Mereka telah diamati oleh M16 sejak masih bayi, karena dianggap memiliki kemampuan diatas normalnya manusia. Miracle dapat membaca dan mengendalikan pikiran manusia, Tong Pi memiliki kemampuan berpindah tempat dengan cepat seperti kemampuan teleportasi yang bisa berpindah dari satu tempat ke tempat lainnya dengan kecepatan melebihi kecepatan cahaya. Sedangkan dia dianggap memilii kekuatan dan kecepatan super. Dan mampu bernapas di dalam air.
“ Selamat pagi M!” sapa Pranaja.
“Selamat pagi Pranaja! “jawab M-16. “Kau terlambat lagi.”
__ADS_1
Pranaja tersenyum malu.
“Maaf M, soalnya kebiasaan di kampung kalau tidur bangunnya kesiangan.”
“Kesiangan? Kau pasti tidur kemalaman,” tebak Direktur .
Pranaja menggukkan kepalanya. M mengajak mereka masuk ke dalam. Setelah duduk di kursi sudut yang melingkar, M menatap Pranaja kembali.
“Kenapa? Ada yang membuatku gelisah?"
“Setiap kali aku memandang bulan purnama, entah kenapa hatiku tiba-tiba merasa rindu. Begitu rindu. Tapi entah kepada siapa.”
“Hmm..Lalu?”
“Aku merasa bulan dan bintang-bintang itu sedang mengamatiku. Ada banyak makhluk asing menunggu kedatanganku. Aku merasa ada kehidupan diantara bintang-bintang itu”
Pranaja menghentikan ucapannya. Mendadak dia merasa malu telah mengatakan hal ini. Curhat masalah mimpi? Hm, kayak anak gadis abege saja.
“Ya mungkin juga ada banyak makhluk di angkasa yang memata-mataimu. Aku bisa memahami apa yang kau rasakan.”

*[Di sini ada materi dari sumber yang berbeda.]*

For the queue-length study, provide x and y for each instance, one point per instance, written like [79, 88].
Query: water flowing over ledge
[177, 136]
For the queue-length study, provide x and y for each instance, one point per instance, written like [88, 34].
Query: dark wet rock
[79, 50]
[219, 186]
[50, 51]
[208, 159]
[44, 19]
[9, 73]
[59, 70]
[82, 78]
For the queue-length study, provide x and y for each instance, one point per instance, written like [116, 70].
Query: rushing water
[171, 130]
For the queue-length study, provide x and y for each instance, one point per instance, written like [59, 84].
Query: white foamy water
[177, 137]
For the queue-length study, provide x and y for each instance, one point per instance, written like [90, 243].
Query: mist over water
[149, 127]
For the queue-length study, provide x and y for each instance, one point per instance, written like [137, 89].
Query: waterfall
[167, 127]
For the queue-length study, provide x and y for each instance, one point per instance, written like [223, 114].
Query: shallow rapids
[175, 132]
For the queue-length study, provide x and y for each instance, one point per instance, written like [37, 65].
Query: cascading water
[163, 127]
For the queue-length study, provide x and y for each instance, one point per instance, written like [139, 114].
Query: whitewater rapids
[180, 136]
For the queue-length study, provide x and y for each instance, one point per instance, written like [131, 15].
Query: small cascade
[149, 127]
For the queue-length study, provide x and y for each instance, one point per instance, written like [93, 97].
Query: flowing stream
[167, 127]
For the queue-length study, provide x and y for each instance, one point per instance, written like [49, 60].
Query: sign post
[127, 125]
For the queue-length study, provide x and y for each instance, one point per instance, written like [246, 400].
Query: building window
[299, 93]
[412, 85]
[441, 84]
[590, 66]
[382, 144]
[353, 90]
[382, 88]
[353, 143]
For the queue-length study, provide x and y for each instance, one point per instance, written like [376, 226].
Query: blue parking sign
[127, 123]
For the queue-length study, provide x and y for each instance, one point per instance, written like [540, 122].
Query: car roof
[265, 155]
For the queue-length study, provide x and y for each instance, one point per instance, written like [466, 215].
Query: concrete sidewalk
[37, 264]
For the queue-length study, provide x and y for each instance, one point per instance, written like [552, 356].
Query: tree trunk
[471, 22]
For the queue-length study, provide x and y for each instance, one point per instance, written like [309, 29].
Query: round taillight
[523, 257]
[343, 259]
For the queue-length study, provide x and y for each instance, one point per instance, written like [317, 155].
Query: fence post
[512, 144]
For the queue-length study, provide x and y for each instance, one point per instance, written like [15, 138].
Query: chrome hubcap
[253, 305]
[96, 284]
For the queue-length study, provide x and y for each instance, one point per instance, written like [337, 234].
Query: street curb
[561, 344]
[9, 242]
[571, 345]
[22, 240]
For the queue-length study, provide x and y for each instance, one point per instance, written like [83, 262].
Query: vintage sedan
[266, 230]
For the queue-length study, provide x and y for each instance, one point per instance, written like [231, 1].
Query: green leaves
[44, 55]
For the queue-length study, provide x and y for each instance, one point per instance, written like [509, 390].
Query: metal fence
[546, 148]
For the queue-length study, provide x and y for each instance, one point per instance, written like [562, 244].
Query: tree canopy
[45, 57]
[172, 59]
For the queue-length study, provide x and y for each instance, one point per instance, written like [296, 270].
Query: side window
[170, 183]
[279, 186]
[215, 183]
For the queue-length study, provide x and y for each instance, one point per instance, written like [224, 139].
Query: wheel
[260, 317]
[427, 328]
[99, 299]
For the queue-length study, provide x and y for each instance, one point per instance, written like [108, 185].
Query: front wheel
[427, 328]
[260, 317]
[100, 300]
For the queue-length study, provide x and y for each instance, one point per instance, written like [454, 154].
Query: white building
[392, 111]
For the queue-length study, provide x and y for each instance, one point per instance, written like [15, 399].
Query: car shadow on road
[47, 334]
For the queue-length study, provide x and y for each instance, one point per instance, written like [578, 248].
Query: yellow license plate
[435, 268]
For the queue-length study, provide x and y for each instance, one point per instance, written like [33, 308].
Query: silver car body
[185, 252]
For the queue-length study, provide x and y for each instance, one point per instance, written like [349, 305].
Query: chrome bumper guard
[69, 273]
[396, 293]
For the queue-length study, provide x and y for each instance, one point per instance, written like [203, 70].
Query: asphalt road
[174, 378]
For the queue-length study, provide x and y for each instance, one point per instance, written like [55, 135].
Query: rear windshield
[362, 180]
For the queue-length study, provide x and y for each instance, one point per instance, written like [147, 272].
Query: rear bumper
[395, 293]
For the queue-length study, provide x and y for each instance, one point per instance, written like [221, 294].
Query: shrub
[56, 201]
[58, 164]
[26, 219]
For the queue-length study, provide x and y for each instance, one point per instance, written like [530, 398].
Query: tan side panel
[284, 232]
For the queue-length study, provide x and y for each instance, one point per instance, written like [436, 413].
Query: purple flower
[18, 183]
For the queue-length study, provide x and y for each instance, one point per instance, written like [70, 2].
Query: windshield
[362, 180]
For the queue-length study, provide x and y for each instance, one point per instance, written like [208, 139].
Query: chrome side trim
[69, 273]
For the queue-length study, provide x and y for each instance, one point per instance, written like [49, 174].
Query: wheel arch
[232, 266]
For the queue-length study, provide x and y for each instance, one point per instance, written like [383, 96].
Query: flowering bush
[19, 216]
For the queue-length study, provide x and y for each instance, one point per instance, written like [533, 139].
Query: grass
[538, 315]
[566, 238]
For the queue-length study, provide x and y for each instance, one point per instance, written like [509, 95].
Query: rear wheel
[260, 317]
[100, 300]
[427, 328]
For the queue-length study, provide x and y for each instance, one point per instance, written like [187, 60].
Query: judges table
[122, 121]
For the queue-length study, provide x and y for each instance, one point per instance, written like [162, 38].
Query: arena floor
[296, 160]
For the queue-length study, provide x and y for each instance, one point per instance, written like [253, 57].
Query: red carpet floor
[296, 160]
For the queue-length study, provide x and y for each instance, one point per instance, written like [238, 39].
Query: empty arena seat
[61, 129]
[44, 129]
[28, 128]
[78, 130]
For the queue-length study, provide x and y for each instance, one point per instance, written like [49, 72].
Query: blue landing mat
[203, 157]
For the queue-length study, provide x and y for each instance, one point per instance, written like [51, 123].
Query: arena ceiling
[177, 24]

“Hmm…apa maksudmu M?” tanya Pranaja tak mengerti.
M menarik nafas panjang.
“Inilah hal yang ingn aku bicarakan denganmu. Sebuah rahasia besar tentang dirimu.”

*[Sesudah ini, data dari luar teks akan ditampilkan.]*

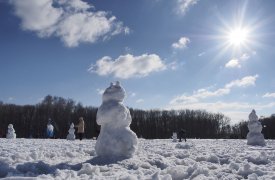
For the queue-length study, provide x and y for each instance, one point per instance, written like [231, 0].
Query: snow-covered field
[154, 159]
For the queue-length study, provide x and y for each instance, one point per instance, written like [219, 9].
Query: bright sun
[237, 37]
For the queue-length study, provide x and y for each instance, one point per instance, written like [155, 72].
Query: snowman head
[114, 93]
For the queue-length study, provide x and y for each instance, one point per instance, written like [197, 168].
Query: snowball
[115, 138]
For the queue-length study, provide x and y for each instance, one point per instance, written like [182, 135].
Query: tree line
[30, 121]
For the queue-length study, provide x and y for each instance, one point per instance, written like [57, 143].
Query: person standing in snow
[80, 128]
[182, 135]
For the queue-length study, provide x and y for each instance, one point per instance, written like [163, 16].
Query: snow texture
[50, 130]
[116, 139]
[254, 136]
[11, 132]
[71, 135]
[154, 159]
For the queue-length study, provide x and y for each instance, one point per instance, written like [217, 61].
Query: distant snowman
[116, 139]
[71, 135]
[254, 136]
[11, 132]
[175, 137]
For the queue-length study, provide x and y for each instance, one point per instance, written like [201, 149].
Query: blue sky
[215, 55]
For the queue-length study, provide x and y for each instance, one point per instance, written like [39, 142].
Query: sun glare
[238, 36]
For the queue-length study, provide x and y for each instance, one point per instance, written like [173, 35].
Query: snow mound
[183, 146]
[153, 159]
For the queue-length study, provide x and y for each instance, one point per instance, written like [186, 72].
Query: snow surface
[71, 135]
[50, 129]
[254, 136]
[154, 159]
[11, 132]
[115, 138]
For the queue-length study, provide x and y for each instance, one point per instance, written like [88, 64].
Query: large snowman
[255, 137]
[11, 132]
[116, 139]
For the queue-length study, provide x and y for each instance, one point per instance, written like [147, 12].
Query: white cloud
[184, 5]
[140, 101]
[267, 95]
[201, 54]
[233, 63]
[10, 98]
[182, 43]
[128, 66]
[73, 21]
[235, 110]
[100, 91]
[132, 94]
[244, 57]
[198, 100]
[236, 62]
[244, 82]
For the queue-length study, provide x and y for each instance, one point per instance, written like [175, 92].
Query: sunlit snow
[154, 159]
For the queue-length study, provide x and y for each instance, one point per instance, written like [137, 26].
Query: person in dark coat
[182, 135]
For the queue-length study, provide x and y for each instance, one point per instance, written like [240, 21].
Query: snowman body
[254, 136]
[71, 135]
[11, 132]
[116, 139]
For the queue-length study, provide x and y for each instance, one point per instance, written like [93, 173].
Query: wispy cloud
[100, 91]
[269, 95]
[11, 98]
[182, 43]
[236, 62]
[201, 54]
[200, 99]
[128, 66]
[184, 5]
[244, 82]
[73, 21]
[140, 101]
[233, 63]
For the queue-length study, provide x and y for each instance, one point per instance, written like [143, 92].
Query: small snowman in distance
[11, 132]
[254, 136]
[71, 135]
[175, 137]
[116, 139]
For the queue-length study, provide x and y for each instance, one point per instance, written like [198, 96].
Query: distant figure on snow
[50, 129]
[80, 128]
[182, 135]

“Rahasia besar? Apa itu M?”
“Saatnya, kau mengetahui semuanya. Saat kau bisa mengambil bulanmu sendiri,”
Pranaja mengernyitkan dahinya. Ini saatnya aku mengambil bulanku? Apa maksud Direktur M16 ini? Katanya dalam hati. Hmm, M kadang seperti malam yang selalu menghadirkan misteri. Kita tidak pernah tahu apa yang akan terjadi di dalam kegelapannya.